Anger on the other hand feels powerful.  Mark would rather feel anger then shame at how much he’s hurt this woman he promised to love and cherish.  He’d rather be enraged with her than feel the fear and anxiety of losing his family and not being there for his kids on a day to day basis.  Mark would far rather think of his wife as a terrible person for breaking up their family.  He’d rather be filled with righteous indignation at her for leaving him instead of staying to work on their problems.  

Anger is almost always a secondary emotion.  It’s the emotion we feel in reaction to other.  That means there are other, more primary feelings, beneath the experience of anger and these feelings reflect deeper truths.  This doesn’t mean that anger isn’t sometimes a useful feeling.  But for people who over-identify with anger, it is important to develop the capacity to recognize and give voice to more vulnerable feeling states.

At Menergy, when we talk about identifying and expressing feelings, we are simply talking about describing something that is already true inside of us.  

When Mark came to see us, he was already sad and scared and ashamed.  Until the moment that we started talking about those emotions, though, he thought he was just angry that his wife was leaving him.  He was identifying the secondary emotion with no real awareness that there was more underneath.  

If Mark wants to start to develop a basic emotional intelligence there are a few initial steps:

1.  Mark should have a few emotion words ready: anxious, sad, guilty, embarrassed,  worried, scared, and disappointed

Why these words in particular?  These are the feelings that tend to be most uncomfortable to acknowledge because they are associated with powerlessness. Because these feelings are so uncomfortable, many people learn to defend against them.  

2.  Develop a practice of paying attention to his emotional life.

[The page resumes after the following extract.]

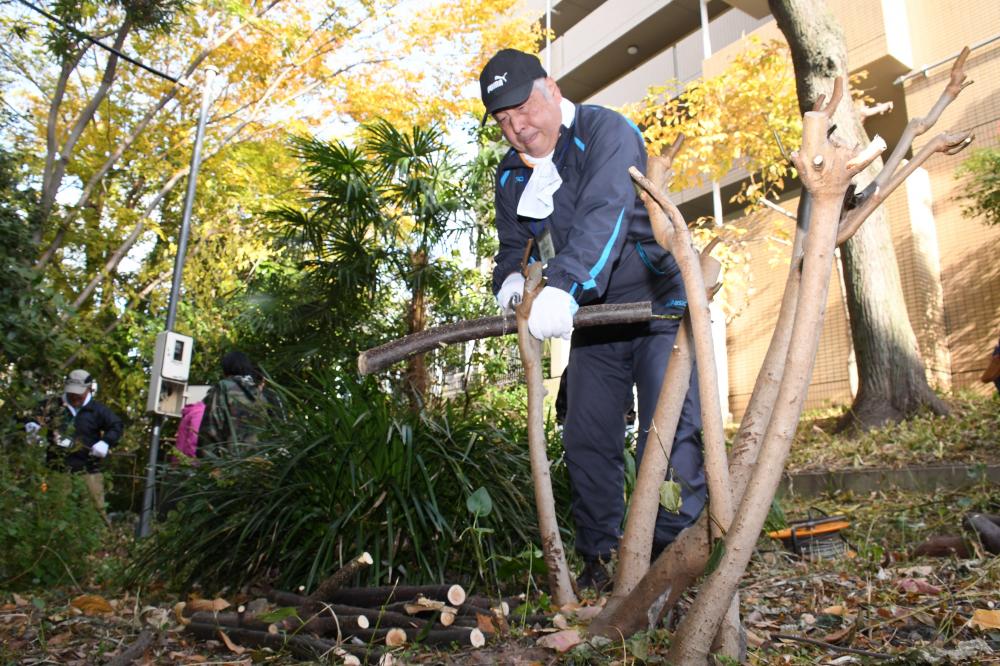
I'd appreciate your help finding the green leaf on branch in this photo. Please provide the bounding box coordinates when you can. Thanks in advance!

People who aren’t paying close attention to their emotional lives tend to notice only their most extreme states.  Mark should start to check in with himself throughout the day about what he’s feeling.  

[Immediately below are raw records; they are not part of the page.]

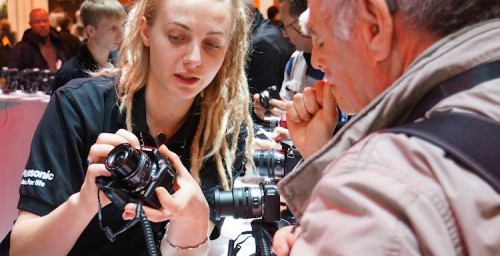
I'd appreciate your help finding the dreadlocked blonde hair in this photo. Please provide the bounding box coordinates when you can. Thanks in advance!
[101,0,253,190]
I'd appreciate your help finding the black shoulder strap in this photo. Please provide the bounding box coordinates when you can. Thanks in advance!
[385,113,500,193]
[383,60,500,193]
[406,60,500,122]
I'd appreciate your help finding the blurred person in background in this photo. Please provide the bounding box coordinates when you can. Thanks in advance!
[52,0,127,92]
[9,8,71,72]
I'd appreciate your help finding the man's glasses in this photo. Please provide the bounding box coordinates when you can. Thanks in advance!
[279,19,311,38]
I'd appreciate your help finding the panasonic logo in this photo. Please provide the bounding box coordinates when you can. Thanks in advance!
[23,169,54,180]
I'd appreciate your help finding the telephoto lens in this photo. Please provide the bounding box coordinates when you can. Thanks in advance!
[259,85,280,109]
[253,149,285,178]
[215,183,281,222]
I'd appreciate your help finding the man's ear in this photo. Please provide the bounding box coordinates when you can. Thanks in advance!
[358,0,394,61]
[140,16,150,47]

In the beginning, it might be useful to be noticing what’s happening in his body.  Does he have butterflies in his stomach?  Is it hard to breathe?  Does his jaw feel tight?  Over time, Mark may start to notice that butterflies mean he’s anxious.  Or that difficulty breathing means sadness.

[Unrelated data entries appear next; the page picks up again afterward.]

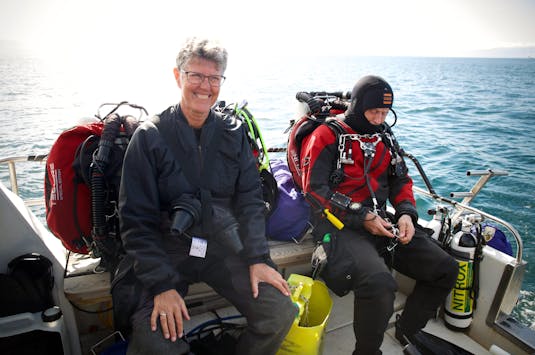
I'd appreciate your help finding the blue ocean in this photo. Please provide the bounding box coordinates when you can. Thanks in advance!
[0,55,535,329]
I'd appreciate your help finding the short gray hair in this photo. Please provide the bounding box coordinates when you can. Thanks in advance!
[176,37,228,73]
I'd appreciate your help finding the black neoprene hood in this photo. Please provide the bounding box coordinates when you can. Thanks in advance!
[347,75,394,114]
[345,75,394,134]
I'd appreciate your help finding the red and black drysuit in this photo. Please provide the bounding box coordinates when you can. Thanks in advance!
[301,118,457,354]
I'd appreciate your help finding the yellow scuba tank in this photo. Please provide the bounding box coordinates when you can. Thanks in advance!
[444,215,478,330]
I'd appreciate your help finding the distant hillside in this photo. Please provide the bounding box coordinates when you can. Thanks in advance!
[471,46,535,58]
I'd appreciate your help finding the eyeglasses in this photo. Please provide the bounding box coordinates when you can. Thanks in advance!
[181,70,226,87]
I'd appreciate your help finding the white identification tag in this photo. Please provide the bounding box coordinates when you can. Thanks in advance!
[189,237,208,258]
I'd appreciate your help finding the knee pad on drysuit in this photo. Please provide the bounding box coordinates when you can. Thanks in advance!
[355,272,398,301]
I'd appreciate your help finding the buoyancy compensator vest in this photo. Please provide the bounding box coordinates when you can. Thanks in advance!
[45,102,147,268]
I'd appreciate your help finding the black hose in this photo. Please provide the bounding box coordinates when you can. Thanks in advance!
[91,114,121,258]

3.  Increase his comfort level with talking about his emotions by practicing

Mark should expect that talking about his feelings may initially feel uncomfortable.  None of us are skilled at things we haven’t practiced.  We’re going to encourage him to begin doing it despite his discomfort, so that he can learn how to do it with greater ease and comfort.  

Mistaking secondary emotions for primary emotions is one common error.  We’re going to also push Mark to avoid five other emotion pitfalls:

1.  Using overly broad language - “Bad” or “Good” are not emotions!  Or rather, they are words that can be used to described feelings, but not specifically enough.  Bad can mean too many things, as can good.  To communicate a feeling in a way that’s useful to someone else, we need to use words that are clearer and more specific.

2.  Mistaking cognitions for emotions  “I feel confused.”  Confusion indicates a lack of understanding, not an emotional state.  “I feel like…” or “I feel as if…”  If you add the words “like” or “as if” to “I feel,” what you are going to say next will be a thought, not a feeling.

3.  Mistaking judgments for emotions.  “I feel betrayed.”  “I feel set up.”  Betrayal, abandonment, ridicule are all examples of judgments of another person’s intent rather than feelings.  “If I think that you betrayed me, I feel….”

4.  Failing to own the experience.  “You feel worried” rather than “I feel worried”

5.  Mistaking an accusation for emotions- “I feel like you don’t listen to me”

As Mark leaves my office, he apologizes for crying in front of me. We see so many angry men here in our program, men who hold themselves apart, who fail to cry or who hold their fear close and their shame in silence.  Mark imagines that his sadness will be met with disdain or revulsion, that if his wife could see how sad he was, she’d think less of him.  Being angry will keep him feeling safe and strong, but if what he wants is connection and intimacy, then sadness is what will truly save him.